Deux images contradictoires se superposèrent dans son esprit.
Elle voyait la lanière tissée et la boucle de métal reposant à côté du siège de Lucien. Une ceinture qui, à l’évidence, n’avait pas été fermée. Mais elle se voyait aussi, mentalement, en train de verrouiller ce système après avoir installé l’enfant dans son fauteuil. Ce n’était pas une nouveauté. Au fil des jours, sa conviction avait gagné en force, en netteté, malgré les preuves du contraire : elle était certaine d’avoir fermé cette ceinture. Maintenant, face à l’habitacle, il n’y avait plus aucun doute.
Comment ces deux vérités pouvaient-elles cohabiter ? Elle planta la torche électrique entre ses dents et pénétra dans la voiture. Elle observa avec attention le système d’arrimage. Elle songeait maintenant à un sabotage : une lanière cisaillée, un rivet scié… Mais non : tout était intact. Elle se glissa le long du siège arrière. Sur la banquette s’entassaient des cartons contenant des études photocopiées, des boîtes de plastique abritant des clips de marquage, un duvet kaki déployé jusqu’au sol. Tous ces objets s’étaient écrasés contre le dossier au moment de la collision. Elle les observa, les souleva, les écarta. Elle ne trouva rien.
Elle continua à fouiller. Un genou sur le rembourrage, elle passa son torse au-dessus du dossier en direction du coffre. La puissance de la collision avait arraché le hayon arrière. Diane se souvenait d’avoir reçu ce panneau de composite sur la nuque. Penchée au-dessus de l’espace, elle promena son pinceau de lumière : des cartons encore, un vieux sac de toile, des chaussures de marche, une parka imbibée d’essence. Rien d’étrange, ni de suspect.
Pourtant, lentement, une pensée se formait dans sa conscience. Une hypothèse impossible, mais qu’elle ne parvenait pas à écarter. Elle éteignit sa lampe et s’adossa au dossier avant. Pour vérifier cette supposition, il fallait interroger l’unique témoin de la scène.
Elle-même.
Elle devait raviver ses propres souvenirs afin de décider si, oui ou non, elle perdait la raison ou si cette affaire dépassait les limites du possible.
Or il n’existait qu’une seule technique pour entreprendre une telle plongée en elle-même.

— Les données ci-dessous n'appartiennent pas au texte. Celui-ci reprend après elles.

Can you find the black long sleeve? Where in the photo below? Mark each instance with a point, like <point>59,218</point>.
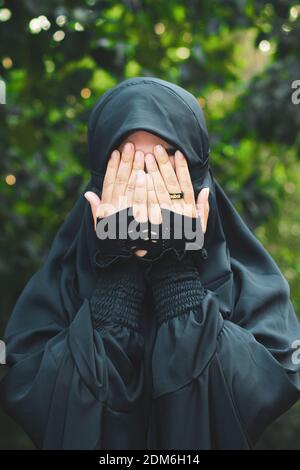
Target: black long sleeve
<point>215,386</point>
<point>80,385</point>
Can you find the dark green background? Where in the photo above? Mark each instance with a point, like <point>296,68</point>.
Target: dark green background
<point>212,48</point>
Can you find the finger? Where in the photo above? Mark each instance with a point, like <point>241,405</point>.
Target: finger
<point>169,176</point>
<point>110,176</point>
<point>172,160</point>
<point>94,202</point>
<point>138,164</point>
<point>139,205</point>
<point>184,178</point>
<point>159,184</point>
<point>154,212</point>
<point>123,174</point>
<point>203,207</point>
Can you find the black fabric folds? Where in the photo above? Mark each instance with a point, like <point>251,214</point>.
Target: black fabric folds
<point>212,375</point>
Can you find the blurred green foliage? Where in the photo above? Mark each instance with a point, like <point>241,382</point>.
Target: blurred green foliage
<point>238,57</point>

Et un seul homme pour l’aider.
22
Après un vestibule de marbre, le restaurant ouvrait sur une grande salle décorée de colonnes blanches, tendue de velours sombre. Quelques tables se nichaient dans des alcôves en arc de cercle. La laque d’un piano brillait dans la pénombre, des tableaux crépusculaires lançaient leurs reflets mordorés et, à travers les longues baies vitrées, les jardins des Champs-Elysées répondaient au luxe du lieu par un contrepoint délicat de feuillages et de façades claires. Aujourd’hui, le ciel d’orage diffusait une lumière lisse, nacrée, qui s’harmonisait à merveille avec la douceur de la salle, traversée d’éclats atténués. A cette parcimonie de tons et de lumières s’ajoutait une qualité de silence spécifique : un murmure ponctué de tintements de cristal, de cliquetis d’argent, de rires compassés.
Diane suivit le maître d’hôtel. Elle sentit quelques brefs regards sur son passage. La plupart des convives étaient des hommes, arborant des costumes foncés et des sourires ternes. Elle n’était pas dupe : derrière cette douce atmosphère et ces visages paisibles battait le cœur secret du pouvoir. Ce restaurant était l’un des lieux de prestige où se jouait, chaque midi, le destin politique et économique du pays.